Report: China’s coal production and consumption decline as renewable energy soars


Coal production in China is expected to drop to 3.4 billion tonne (Bt) in 2020, while consumption is also projected to fall to 3.42Bt, says a Timetric report.

Titled 'Coal mining in China to 2020', the report attributes the declining fortune of the once strong coal industry to renewable energy alternatives which are currently being pushed. The move was part of a drive to improve air quality and promote renewable energy. Production shrunk by 2.7% in 2014 due to the closure of an estimated 2,000 small-scale mines with a total capacity of 117.5Mt, as a result.

"Chinese coal consumption witnessed a 3.5% decline in 2014, while the same trend is expected to continue."

Chinese coal consumption witnessed a 3.5% decline in 2014, while the same trend is expected to continue. The consumption was primarily affected by the use of renewable sources in the power generation sector, including hydropower, nuclear power, wind power and natural gas. However, it continued to be led by the power generation sector (67.8%) followed by the industrial sector (19.9%).

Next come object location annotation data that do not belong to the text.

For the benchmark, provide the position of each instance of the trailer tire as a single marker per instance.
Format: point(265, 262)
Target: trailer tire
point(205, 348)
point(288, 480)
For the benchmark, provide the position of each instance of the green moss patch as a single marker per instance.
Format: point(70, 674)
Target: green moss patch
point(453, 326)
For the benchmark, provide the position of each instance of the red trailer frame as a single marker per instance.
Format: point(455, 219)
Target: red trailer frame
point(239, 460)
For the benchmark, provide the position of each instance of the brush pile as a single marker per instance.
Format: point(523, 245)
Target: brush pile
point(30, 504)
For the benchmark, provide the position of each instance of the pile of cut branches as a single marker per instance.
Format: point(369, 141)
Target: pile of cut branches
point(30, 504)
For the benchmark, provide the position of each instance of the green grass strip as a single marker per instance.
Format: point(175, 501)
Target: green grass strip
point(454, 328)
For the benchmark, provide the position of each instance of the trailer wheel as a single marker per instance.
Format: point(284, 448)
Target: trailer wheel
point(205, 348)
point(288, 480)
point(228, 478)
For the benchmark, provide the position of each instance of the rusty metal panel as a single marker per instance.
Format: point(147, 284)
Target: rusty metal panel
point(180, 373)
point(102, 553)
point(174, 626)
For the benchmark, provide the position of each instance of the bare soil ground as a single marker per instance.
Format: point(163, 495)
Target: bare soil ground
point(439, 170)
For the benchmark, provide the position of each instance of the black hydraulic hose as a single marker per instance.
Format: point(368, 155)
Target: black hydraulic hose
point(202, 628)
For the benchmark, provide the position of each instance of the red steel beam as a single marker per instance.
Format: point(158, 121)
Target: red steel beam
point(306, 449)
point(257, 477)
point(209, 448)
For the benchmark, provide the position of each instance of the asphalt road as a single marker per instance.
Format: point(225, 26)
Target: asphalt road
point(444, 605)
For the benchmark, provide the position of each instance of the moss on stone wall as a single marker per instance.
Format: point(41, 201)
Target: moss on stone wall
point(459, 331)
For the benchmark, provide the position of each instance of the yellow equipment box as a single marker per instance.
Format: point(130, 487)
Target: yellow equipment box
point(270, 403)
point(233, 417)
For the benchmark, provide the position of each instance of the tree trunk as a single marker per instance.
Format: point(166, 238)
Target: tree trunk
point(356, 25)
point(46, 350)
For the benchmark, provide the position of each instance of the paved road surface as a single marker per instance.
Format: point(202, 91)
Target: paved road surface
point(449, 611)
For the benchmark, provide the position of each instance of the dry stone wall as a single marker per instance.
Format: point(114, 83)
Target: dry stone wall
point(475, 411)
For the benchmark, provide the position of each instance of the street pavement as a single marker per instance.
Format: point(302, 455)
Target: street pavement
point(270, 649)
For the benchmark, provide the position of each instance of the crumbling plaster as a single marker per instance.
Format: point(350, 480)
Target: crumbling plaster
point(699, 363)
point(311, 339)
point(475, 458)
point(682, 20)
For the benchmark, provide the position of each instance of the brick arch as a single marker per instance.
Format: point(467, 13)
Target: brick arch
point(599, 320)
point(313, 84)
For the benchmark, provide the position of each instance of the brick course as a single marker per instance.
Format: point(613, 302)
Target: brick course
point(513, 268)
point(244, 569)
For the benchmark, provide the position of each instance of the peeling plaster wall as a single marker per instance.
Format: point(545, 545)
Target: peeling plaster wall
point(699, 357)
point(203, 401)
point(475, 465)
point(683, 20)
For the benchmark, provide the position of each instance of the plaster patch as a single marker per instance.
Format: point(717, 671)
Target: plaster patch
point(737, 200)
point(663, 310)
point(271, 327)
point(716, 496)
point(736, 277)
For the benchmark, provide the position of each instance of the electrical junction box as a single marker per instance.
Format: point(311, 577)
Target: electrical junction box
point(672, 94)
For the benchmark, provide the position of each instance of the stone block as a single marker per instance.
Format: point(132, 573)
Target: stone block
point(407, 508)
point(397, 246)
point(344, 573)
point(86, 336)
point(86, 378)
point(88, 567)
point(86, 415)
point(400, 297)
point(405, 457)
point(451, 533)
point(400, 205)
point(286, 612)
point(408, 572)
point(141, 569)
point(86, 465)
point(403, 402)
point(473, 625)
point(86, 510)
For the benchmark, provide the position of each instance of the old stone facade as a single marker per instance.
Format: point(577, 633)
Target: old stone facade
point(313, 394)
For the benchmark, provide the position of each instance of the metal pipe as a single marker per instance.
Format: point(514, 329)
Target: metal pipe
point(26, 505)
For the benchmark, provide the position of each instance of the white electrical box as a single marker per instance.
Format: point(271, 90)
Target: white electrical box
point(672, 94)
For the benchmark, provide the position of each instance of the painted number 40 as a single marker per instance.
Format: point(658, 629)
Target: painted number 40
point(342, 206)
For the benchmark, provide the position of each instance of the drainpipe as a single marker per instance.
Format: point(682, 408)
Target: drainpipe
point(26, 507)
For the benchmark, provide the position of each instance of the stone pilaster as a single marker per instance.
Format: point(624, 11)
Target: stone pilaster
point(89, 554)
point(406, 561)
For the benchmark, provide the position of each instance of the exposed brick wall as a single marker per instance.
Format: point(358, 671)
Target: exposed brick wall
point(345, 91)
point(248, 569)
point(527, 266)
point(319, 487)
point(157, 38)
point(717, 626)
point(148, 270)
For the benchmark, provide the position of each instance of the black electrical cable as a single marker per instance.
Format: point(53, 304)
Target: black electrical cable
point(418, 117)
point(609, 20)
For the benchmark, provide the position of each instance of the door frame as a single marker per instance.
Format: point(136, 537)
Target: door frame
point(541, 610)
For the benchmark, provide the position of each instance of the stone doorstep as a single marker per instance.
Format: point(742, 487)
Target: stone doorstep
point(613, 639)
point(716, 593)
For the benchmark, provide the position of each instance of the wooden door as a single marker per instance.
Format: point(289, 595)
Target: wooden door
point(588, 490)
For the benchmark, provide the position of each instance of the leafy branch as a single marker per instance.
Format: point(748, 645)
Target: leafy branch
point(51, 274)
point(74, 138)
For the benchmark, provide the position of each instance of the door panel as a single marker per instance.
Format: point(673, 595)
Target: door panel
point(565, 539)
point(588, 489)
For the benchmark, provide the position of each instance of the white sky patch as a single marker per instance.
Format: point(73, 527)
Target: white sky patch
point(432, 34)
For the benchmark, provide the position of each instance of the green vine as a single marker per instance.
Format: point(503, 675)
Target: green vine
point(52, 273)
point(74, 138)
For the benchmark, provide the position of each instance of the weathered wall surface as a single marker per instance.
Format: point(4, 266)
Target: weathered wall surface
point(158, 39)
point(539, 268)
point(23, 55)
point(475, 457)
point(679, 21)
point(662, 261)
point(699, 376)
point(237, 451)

China's coal imports are expected to remain largely unchanged with volumes of 224.9Mt in 2020 compared to its status as the world's leading importer in 2014 at 226.8Mt. The Chinese authorities initiated the closure of domestic coal-fired power plants in 2014 resulting in a significant decline of 15% in Chinese imports in 2014.

The report further highlights that even though it appears that the sun has set on the Chinese coal industry, the country will remain one of the top coal consumers in 2020. Alternate renewable sources will eat into the share of coal in power generation with coal's total estimated installed capacity expected to slightly decrease to 62% by 2020 from the current 64.4%.

China is among the top three countries in terms of coal reserves, accounting for 12.8% of the global total with proven coal reserves of 114.5Bt at the end of 2014. The key coal-rich regions are spread across Shanxi and Inner Mongolia.